TGase conjugation assays. The assays were performed using PAs as substrates. A, [³H]Spd conjugation to DMC catalyzed by AtPng1p incubated at different Ca²⁺ molarity. B, [³H]Spm, -Spd, and -Put conjugation to DMC catalyzed by AtPng1p incubated with 2 mm Ca²⁺ and 10 mm DTT in the presence or absence of 5 mm EGTA. C, Autoradiography of the 15% (w/v) SDS-PAGE of the DMC conjugated to [³H]Spm by catalysis of the AtPng1p as in B, with or without 5 mm EDTA, performed by Fuji imaging [³H]plate. Means significantly differs (1% probability level, Student's t test).

Figure 6.

Glutamyl-derivatives assay. The conjugation of DMC to [³H]Spm produced by the action of AtPng1p were analyzed by HPLC. DMC alone, AtPng1p alone, and denatured AtPng1p incubated with DMC are used as negative control. Arrows indicate standard retention times for bis-γ-glutamyl-Spm and mono-γ-glutamyl-Spm obtained with DMC and guinea pig liver TGase.

Figure 7.

pH-dependent polymerization assay.
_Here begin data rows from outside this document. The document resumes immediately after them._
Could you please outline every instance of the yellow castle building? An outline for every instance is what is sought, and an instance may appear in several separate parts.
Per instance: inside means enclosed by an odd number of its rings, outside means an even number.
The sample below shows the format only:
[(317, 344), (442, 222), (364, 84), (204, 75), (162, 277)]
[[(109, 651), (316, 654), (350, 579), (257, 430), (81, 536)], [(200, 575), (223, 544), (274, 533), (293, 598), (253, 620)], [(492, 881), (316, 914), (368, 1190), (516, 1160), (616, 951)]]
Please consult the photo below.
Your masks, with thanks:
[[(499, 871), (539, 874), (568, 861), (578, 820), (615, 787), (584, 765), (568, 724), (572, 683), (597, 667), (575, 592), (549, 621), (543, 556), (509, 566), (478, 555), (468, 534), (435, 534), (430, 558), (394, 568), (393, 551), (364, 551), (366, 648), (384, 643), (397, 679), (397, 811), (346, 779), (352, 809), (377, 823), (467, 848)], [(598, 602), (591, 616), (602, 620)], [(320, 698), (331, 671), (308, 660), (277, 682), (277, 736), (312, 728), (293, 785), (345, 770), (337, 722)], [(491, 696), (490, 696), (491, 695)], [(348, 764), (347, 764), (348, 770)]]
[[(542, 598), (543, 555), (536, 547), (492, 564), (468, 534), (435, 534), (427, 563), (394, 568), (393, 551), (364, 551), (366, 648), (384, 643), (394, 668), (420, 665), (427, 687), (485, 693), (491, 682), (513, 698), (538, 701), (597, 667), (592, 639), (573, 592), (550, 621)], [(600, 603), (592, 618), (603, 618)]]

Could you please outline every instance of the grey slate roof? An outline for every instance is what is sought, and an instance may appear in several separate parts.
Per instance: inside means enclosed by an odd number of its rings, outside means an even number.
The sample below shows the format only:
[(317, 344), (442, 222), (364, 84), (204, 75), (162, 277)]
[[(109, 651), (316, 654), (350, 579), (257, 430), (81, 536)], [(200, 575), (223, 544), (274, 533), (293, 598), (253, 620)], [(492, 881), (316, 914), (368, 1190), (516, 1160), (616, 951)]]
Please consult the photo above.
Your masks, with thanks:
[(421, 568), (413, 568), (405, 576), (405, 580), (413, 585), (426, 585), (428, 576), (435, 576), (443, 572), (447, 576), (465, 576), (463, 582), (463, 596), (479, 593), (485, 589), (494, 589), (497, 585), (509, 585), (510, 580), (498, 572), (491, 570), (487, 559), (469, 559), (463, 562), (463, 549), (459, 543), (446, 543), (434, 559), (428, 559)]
Relative percentage of cross-linked BSA after incubation with AtPng1p at different pH values. After enzymatic assay, proteins were run in 10% (w/v) SDS-PAGE, and the polymers formation were then measured as O.D. (FLA 3000, Fuji, Milan) of the high molecular mass region (>250 kD) of the SDS-PAGE gel, as shown in the insert. The 100% refers to O.D. of the polymerized zone at pH 8.5. Assay condition: 20 mm Tris-HCl, 30°C, BSA/AtPng1p ratio = 12.5/1.

Figure 8.

BSA polymerization assay. Left, Coomassie staining of 10% (w/v) SDS-PAGE of BSA after incubation with AtPng1p. Ca²⁺, DTT, EGTA, GTP, and Mg²⁺ were assayed on the cross-linking formation as indicated in the lanes. Assay condition: 40 mm MES-NaOH, pH 7.0, 30°C, BSA/AtPng1p ratio = 12.5/1. Right, Polymerization of BSA catalyzed by GPL-TGase. Assay condition: 50 mm Tris-HCl, pH 7.4, 150 mm NaCl, 30°C, BSA/GPL-TGase ratio = 12.5/1. Arrow, BSA polymers; asterisk, bands below BSA.